Paris: a landmark agreement
Maximum 2° Celsius, better still, just 1.5° Celsius – that was the limit for the increase in the average global temperature agreed by parties to the UNFCCC at the UN Climate Conference in Paris in December 2015. To achieve this ambitious target, the German government approved the German Climate Action Plan 2050 and the Free State of Bavaria approved the Bavarian Climate Action Plan 2050. As a public-sector bank, BayernLB supports these targets at all levels – not least with the reduction of its own greenhouse gas emissions.

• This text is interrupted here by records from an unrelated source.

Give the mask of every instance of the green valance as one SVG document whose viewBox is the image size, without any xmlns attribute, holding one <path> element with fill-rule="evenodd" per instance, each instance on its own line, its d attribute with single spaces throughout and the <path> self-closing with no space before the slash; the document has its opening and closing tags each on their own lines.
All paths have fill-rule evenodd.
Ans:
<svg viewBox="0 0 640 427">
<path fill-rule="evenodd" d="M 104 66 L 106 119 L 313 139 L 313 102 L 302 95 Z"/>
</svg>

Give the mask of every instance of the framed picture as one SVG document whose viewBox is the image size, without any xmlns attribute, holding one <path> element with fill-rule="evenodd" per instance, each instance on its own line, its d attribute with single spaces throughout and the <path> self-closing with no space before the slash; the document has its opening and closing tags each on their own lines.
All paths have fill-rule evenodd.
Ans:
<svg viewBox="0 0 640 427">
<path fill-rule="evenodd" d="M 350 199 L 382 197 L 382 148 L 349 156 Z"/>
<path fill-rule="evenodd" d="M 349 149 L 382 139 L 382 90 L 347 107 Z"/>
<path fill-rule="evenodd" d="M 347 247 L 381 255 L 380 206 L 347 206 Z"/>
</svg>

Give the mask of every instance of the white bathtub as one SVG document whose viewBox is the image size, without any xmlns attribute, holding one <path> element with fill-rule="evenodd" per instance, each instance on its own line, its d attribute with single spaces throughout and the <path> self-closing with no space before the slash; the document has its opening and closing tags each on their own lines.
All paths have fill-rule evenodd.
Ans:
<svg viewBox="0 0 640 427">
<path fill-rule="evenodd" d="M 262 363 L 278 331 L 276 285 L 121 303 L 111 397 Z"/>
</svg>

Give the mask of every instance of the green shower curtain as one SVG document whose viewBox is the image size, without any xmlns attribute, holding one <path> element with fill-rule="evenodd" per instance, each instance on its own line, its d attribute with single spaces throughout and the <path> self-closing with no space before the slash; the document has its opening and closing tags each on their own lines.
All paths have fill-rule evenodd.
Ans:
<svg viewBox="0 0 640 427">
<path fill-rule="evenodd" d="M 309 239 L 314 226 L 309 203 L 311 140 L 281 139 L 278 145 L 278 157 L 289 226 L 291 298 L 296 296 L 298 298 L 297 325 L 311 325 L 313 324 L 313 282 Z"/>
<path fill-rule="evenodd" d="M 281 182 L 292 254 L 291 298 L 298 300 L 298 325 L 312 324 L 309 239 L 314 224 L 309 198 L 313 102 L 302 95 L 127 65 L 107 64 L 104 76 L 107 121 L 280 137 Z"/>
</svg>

BayernLB 3-pronged climate protection concept: reduce, replace, recompense
BayernLB is pursuing a three-pronged approach to climate protection:
- Reduce resource consumption
The first and most important step is to reduce our consumption of resources. The ways in which we do this include using energy-efficient equipment, upgrading the energy performance of our buildings and informing our employees and raising their awareness.

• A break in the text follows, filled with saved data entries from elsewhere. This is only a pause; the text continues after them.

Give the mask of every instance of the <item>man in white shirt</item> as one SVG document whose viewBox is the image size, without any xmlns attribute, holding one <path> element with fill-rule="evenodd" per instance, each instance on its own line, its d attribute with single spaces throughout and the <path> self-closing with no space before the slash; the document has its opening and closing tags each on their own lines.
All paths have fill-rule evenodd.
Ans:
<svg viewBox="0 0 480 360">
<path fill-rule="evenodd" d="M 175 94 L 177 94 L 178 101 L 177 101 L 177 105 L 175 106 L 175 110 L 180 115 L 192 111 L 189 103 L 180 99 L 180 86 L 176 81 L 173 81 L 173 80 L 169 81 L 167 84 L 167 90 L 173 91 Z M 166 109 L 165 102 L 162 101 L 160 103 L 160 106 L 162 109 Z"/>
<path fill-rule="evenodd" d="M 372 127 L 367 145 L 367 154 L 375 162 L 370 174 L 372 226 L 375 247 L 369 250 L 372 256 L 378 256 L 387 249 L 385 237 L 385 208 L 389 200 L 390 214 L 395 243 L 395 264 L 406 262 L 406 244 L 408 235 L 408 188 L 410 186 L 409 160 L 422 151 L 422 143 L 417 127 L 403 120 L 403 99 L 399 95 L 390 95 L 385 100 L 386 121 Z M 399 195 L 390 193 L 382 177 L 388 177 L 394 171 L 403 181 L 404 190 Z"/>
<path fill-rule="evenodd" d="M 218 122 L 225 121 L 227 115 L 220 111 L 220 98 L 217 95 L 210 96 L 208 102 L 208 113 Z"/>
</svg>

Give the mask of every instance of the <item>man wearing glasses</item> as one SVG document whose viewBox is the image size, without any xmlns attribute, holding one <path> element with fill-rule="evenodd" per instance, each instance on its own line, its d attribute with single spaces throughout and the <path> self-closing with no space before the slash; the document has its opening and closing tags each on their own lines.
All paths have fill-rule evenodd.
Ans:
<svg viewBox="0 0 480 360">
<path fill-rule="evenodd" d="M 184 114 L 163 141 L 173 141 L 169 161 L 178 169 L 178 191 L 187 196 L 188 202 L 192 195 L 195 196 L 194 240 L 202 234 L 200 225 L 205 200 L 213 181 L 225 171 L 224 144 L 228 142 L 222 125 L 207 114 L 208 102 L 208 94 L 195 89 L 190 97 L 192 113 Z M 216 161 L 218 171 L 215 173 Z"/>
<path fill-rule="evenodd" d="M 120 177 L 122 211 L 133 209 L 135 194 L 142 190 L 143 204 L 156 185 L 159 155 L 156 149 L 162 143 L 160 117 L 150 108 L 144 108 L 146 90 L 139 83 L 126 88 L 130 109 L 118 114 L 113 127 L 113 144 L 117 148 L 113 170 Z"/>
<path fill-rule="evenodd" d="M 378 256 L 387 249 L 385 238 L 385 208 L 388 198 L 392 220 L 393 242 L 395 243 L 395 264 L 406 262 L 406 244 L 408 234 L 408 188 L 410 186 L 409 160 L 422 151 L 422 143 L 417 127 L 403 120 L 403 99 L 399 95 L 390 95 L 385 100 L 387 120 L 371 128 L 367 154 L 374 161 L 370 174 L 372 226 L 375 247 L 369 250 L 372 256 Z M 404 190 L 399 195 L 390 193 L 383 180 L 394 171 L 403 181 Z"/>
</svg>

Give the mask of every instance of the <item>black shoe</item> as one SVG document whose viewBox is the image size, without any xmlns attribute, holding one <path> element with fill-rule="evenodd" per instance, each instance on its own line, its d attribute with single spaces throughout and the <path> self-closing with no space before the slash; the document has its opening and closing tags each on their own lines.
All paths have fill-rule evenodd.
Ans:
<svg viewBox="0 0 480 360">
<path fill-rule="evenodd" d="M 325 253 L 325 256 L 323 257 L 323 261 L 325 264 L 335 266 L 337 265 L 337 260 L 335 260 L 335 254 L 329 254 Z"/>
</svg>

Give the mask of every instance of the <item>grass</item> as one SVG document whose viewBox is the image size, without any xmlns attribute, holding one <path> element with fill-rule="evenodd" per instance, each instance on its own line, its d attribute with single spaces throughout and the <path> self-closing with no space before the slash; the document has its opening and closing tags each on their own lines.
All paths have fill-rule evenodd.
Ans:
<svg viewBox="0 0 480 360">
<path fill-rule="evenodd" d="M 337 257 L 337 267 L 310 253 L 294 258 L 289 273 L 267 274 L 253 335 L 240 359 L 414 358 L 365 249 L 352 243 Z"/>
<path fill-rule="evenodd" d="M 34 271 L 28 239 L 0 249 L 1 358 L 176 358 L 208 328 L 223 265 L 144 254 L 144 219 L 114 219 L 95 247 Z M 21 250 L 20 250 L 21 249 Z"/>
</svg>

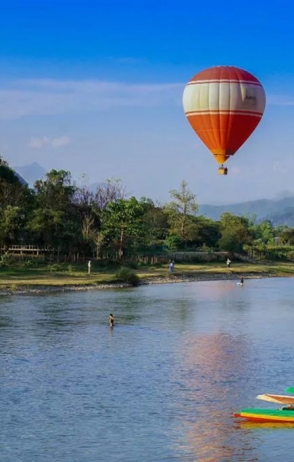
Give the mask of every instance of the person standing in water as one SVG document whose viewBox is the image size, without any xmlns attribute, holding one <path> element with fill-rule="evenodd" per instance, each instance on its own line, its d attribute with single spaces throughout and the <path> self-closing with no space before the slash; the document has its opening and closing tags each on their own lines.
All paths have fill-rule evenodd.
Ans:
<svg viewBox="0 0 294 462">
<path fill-rule="evenodd" d="M 111 313 L 109 315 L 109 325 L 110 325 L 110 327 L 114 326 L 114 316 Z"/>
<path fill-rule="evenodd" d="M 243 284 L 244 284 L 244 278 L 243 278 L 243 276 L 241 276 L 240 284 L 241 284 L 241 286 L 243 286 Z"/>
</svg>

- Replace CO2-intensive energy sources
As far as possible, BayernLB replaces conventional energy sources used in generating power with forms of renewable energy. Thus, the EMAS-certified premises obtain 100% of their power from hydropower and the head office of BayernLB in Munich’s Brienner Straße has also been generating power by its own photovoltaic systems since 1998.
- Compensate for unavoidable CO2 emissions
BayernLB compensates for the remaining and currently unavoidable CO2 emissions – around 6,000 tonnes per year – by buying and depreciating high-value emissions certificates.
By adopting this 3-pronged approach, work at BayernLB has been climate-neutral at its Munich premises since 2008 and at all other premises in Germany since 2015.
Compensation supports climate protection
By purchasing CO2 certificates, BayernLB is supporting climate protection projects in countries that are particularly affected by climate change. In recent years, this support has included projects to provide rural homes in Rwanda with efficient ovens that use 80 percent less wood and to construct biogas plants in Nepal for the conversion of manure into gas, which could then be used, for example, as fuel for gas cookers.